Engineers: U.S. infrastructure a 'D'
American Society of Civil Engineers says under-funding has caused the nation's infrastructure to crumble - and stimulus won't do enough.
NEW YORK (CNNMoney.com) -- The nation's roads, bridges, power grid, water supply, schools and transit systems are all in a state of disrepair due to under-funding - and the proposed stimulus plan will not go far enough to solve the problem, according to a report released Wednesday.
The American Society of Civil Engineers, which represents 146,000 engineers across the country and grades the nation's infrastructure every four years, assigned a "D" grade to the country's infrastructure. The group said the cost to repair crumbling public structures has risen to $2.2 trillion from $1.7 trillion in 2005.
"The nation's infrastructure crisis is endangering our future prosperity," ASCE President Wayne Klotz said at a press conference. "Crumbling infrastructure has a direct impact on our personal and economic health."
The group rated 15 infrastructure categories, none of which received a grader higher than "C+." Drinking water, inland waterways, levees, roads and wastewater facilities all received a "D-," the lowest grades on the 2009 report card.
Roads got a particularly poor grade, as Americans spend an estimated 4.2 billion hours a year stuck in traffic, which costs the economy about $78.2 billion a year, according to ASCE. Highway construction is set to receive $30 billion from the stimulus plan - the largest portion of infrastructure spending in the bill.
The national power grid, another key project in the stimulus plan, got a "D+." ASCE said public investment on the grid has not met rising demand for power and electric utility investment needs could rise to $1.5 trillion in 20 years. President Obama has proposed updating the existing structure to a new "smart" grid.
But even if the federal government passes its economic stimulus plan, ASCE still estimates that infrastructure will be under-funded by $1.1 trillion. State and federal spending will only amount to $903 billion in the next five years, according to the group's estimates, and stimulus spending is expected to be less than $100 billion.
The group said the stimulus program would amount to a good start, but the country "clearly still has a long way to go."

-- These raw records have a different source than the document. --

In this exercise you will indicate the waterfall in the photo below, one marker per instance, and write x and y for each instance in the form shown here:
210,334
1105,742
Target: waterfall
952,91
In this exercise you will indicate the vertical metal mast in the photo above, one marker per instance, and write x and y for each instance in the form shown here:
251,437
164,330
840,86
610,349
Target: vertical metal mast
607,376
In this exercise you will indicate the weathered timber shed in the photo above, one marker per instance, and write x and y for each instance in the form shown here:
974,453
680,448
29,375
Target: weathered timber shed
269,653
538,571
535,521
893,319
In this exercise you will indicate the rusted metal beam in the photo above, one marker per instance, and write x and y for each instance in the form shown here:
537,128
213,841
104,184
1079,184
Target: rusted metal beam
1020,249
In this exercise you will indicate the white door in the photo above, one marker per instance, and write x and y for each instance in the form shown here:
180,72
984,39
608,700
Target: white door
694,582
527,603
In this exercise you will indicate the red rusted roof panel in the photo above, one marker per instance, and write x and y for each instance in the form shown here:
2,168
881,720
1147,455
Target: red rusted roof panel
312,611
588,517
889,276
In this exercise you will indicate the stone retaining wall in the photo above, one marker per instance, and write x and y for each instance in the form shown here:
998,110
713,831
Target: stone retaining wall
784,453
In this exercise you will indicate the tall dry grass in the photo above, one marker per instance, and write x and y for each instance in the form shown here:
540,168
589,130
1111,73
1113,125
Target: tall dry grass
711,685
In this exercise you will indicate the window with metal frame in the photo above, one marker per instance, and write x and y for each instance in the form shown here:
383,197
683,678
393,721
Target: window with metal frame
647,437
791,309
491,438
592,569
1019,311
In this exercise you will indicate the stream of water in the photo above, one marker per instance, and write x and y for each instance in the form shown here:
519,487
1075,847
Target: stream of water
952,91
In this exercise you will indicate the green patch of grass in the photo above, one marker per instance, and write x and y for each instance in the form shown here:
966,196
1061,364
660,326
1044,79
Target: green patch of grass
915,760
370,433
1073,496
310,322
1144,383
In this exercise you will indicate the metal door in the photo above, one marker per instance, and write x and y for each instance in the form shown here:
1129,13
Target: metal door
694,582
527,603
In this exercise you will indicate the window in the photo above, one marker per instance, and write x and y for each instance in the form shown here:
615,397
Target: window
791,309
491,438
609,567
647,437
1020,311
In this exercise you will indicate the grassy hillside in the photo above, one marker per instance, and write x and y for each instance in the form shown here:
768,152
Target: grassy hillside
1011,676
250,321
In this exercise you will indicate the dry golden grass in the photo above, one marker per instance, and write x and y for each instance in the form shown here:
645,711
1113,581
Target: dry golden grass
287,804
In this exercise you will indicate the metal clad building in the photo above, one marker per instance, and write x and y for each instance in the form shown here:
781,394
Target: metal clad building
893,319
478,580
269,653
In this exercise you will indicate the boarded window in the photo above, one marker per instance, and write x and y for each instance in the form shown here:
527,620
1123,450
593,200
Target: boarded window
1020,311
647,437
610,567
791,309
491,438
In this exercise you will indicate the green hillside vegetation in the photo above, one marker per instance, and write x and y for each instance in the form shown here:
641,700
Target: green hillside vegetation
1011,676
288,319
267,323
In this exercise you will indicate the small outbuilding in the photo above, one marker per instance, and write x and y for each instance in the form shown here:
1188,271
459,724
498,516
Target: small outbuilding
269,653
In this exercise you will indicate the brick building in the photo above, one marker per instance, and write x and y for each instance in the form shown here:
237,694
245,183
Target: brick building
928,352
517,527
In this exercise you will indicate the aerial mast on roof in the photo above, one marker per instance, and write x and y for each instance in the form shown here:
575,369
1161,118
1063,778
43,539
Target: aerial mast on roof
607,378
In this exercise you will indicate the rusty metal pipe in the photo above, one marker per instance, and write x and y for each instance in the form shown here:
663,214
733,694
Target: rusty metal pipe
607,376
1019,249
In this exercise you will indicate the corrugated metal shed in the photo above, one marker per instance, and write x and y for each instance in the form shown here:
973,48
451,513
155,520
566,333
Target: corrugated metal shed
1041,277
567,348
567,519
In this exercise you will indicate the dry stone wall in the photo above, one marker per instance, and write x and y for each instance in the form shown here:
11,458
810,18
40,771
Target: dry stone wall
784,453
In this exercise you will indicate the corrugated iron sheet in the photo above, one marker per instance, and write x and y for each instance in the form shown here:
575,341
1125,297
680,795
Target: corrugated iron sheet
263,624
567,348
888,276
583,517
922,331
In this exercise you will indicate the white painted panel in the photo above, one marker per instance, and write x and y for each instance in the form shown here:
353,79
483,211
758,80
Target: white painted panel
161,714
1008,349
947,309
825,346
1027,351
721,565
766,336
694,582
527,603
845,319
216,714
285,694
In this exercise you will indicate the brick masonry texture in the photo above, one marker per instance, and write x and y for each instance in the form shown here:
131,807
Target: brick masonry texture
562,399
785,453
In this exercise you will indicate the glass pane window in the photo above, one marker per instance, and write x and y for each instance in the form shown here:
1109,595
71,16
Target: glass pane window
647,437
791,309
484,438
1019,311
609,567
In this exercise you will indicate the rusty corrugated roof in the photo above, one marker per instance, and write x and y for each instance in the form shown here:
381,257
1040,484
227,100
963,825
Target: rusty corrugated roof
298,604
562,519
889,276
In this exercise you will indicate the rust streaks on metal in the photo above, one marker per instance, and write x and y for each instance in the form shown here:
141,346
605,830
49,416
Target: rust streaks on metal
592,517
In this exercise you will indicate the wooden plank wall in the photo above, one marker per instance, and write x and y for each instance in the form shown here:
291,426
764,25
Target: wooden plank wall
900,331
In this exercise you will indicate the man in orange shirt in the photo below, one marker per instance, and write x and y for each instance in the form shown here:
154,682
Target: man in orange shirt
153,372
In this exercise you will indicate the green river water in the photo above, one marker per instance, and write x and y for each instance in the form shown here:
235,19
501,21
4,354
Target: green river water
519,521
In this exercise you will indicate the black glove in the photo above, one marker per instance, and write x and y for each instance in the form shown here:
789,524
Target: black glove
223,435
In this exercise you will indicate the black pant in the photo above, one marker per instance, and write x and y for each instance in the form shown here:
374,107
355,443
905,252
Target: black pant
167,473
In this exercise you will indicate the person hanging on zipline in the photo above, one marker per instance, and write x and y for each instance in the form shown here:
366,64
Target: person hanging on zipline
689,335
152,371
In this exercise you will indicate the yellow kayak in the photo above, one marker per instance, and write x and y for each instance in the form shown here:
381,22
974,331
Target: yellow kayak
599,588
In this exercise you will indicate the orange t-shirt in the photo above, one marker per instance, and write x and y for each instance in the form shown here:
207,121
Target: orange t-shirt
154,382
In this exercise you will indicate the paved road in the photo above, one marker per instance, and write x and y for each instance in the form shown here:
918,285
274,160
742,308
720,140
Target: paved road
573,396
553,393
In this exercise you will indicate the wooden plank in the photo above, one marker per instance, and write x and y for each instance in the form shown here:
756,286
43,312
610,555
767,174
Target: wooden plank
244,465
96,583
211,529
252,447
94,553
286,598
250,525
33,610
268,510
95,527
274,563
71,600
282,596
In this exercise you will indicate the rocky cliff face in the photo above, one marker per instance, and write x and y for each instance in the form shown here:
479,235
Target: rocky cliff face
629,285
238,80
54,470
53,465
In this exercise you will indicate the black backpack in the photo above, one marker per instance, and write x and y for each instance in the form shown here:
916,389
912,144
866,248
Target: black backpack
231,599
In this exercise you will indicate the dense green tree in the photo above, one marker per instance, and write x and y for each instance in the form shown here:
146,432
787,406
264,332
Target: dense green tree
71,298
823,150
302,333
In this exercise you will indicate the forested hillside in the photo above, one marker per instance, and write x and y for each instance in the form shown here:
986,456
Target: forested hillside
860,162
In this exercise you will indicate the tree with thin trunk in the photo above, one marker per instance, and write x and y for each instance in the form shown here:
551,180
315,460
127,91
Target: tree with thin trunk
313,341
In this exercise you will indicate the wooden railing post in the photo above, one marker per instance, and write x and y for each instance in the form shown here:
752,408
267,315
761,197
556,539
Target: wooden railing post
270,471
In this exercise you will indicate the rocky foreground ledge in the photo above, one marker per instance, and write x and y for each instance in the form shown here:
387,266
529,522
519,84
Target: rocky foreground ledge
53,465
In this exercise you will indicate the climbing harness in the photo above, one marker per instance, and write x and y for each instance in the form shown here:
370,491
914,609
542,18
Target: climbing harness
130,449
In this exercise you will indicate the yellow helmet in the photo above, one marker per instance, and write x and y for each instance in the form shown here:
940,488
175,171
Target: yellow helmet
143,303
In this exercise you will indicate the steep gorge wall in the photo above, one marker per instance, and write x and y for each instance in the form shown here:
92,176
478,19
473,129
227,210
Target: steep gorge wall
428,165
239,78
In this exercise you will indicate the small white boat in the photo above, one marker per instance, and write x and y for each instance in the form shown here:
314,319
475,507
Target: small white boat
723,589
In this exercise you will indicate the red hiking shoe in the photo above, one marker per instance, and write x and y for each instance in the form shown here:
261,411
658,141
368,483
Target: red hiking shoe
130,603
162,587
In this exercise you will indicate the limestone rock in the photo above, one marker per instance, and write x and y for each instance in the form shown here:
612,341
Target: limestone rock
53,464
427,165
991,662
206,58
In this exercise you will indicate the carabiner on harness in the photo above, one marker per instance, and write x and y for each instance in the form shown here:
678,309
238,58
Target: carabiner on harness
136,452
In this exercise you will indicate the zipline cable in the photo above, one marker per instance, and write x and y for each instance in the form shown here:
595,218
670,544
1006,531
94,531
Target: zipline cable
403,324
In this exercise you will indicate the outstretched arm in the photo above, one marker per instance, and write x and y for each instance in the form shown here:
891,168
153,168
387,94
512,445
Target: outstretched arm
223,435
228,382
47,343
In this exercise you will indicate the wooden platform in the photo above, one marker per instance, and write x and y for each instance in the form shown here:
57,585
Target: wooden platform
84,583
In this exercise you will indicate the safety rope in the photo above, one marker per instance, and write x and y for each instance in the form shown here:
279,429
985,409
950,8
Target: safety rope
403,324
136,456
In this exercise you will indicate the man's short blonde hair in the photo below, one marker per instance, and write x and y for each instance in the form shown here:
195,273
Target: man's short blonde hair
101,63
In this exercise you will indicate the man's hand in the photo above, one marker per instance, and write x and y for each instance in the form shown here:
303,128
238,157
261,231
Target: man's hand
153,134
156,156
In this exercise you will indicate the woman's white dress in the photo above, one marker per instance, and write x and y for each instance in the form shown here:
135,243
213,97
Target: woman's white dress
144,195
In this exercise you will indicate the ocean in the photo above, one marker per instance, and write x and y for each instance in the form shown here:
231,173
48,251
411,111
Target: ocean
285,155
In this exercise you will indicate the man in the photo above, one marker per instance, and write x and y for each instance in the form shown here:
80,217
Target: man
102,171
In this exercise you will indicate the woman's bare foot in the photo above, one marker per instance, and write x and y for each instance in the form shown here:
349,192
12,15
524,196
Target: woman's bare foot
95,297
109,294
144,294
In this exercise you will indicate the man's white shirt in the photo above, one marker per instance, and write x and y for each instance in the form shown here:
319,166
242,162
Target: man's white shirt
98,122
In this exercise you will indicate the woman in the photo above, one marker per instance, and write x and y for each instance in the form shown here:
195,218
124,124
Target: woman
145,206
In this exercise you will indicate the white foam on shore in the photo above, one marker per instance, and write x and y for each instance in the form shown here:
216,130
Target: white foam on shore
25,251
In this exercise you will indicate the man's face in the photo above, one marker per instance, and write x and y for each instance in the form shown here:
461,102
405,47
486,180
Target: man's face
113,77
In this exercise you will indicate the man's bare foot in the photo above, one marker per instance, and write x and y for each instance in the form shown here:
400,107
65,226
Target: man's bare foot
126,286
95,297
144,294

"By all accounts, infrastructure investment only represents a small percentage of the overall package," said Klotz. "Even with the stimulus package, there remains a still significant - some would say staggering - $1.1 trillion gap in funding."
Still, Klotz supported the bill, calling government's effort a historic level of leadership." He said that each billion dollars spent on infrastructure supports 35,000 jobs and is a key element of the economy's recovery efforts.
The report also presented several broad solutions to the problem, including increasing infrastructure investment on a state and federal level, promoting a culture of sustainability and developing plans for future public works programs.